Looking like a Language, Sounding like a Race examines the emergence of linguistic and ethnoracial categories in the context of Latinidad. The book draws from more than twenty-four months of ethnographic and sociolinguistic fieldwork in a Chicago public school, whose student body is more than 90% Mexican and Puerto Rican, to analyze the racialization of language and its relationship to issues of power and national identity. It focuses specifically on youth socialization to U.S. Latinidad as a contemporary site of political anxiety, raciolinguistic transformation, and urban inequity. 

Jonathan Rosa's account studies the fashioning of Latinidad in Chicago's highly segregated Near Northwest Side; he links public discourse concerning the rising prominence of U.S. Latinidad to the institutional management and experience of raciolinguistic identities there. Anxieties surrounding Latinx identities push administrators to transform "at risk" Mexican and Puerto Rican students into "young Latino professionals." This institutional effort, which requires students to learn to be and, importantly, sound like themselves in highly studied ways, reveals administrators' attempts to navigate a precarious urban terrain in a city grappling with some of the nation's highest youth homicide, dropout, and teen pregnancy rates. Rosa explores the ingenuity of his research participants' responses to these forms of marginalization through the contestation of political, ethnoracial, and linguistic borders.

 

REGGAE AND HIP HOP IN SOUTHERN ITALY: POLITICS, LANGUAGES, AND MULTIPLE MARGINALITIES
BY SUSANNA SCARPARO AND MATHIAS SUTHERLAND STEVENSON

 

This book explores the significance of reggae and hip hop in Southern Italy from the beginning of the 1980s to the present.
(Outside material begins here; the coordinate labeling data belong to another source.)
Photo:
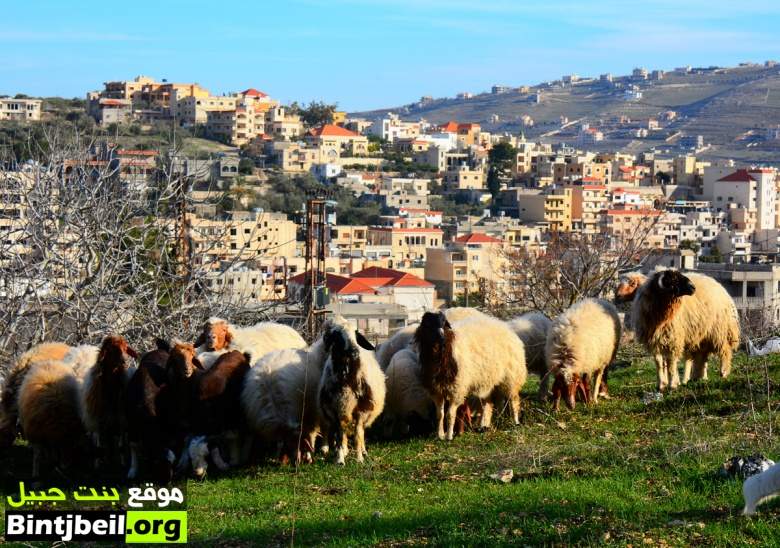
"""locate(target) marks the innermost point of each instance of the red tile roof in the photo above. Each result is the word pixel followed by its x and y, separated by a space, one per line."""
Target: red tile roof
pixel 252 92
pixel 477 238
pixel 376 276
pixel 739 176
pixel 330 130
pixel 338 285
Focusing on groups and solo artists located predominantly in the Southern Italian regions of Apulia and Sardinia, it examines the production and distribution of their music, lyrics and video clips. To this end, Reggae and Hip Hop in Southern Italy emphasizes the linguistic aspects of cultural marginalization as well as marginalities linked to geographical location, gender, and to social and political identification. The authors put forward three key arguments, namely: that the Southern Italian transcultural and multilingual musical productions defy the cultural stereotype of the South; that the musicians discussed are creating new alliances and transcultural exchanges that engage critically with the challenges and opportunities offered by globalization; and that these musical productions represent one of Italy’s most significant forms of creative political expression since the 1970s. Reggae and Hip Hop in Southern Italy brings to light the distinctive characteristics of Italy’s independent and marginal musical contexts of reggae and reggae-inflected hip hop. It will serve as an invaluable resource for academics and students of Italian cultural studies, global studies, and the politics of non-hegemonic cultural production. It also provides an engaging reference for those with an interest in southern Italy, Apulia, Sardinia, the southern question and independent and popular music more generally.

 

THE LANGUAGES OF GLOBAL HIPHOP
EDITED BY MARINA TERKOURAFI

 

In the case of hip-hop, the forces of top-down corporatization and bottom-up globalization are inextricably woven. This volume takes the view that hip-hop should not be viewed with this dichotomous dynamic in mind and that this dynamic does not arise solely outside of the continental US. Close analysis of the facts reveals a much more complex situation in which market pressures, local (musical) traditions, linguistic and semiotic intelligibility, as well as each country's particular historico-political past conspire to yield new hybrid expressive genres. 

This exciting collection looks at linguistic, cultural and economic aspects of hip-hop in parallel and showcases a global scope. It engages with questions of code-switching, code-mixing, the minority language/regional dialect vs. standard dynamic, the discourse of political resistance, immigrant ideologies, youth and new language varieties and will be essential reading for graduates and researchers in sociolinguistics and discourse analysis.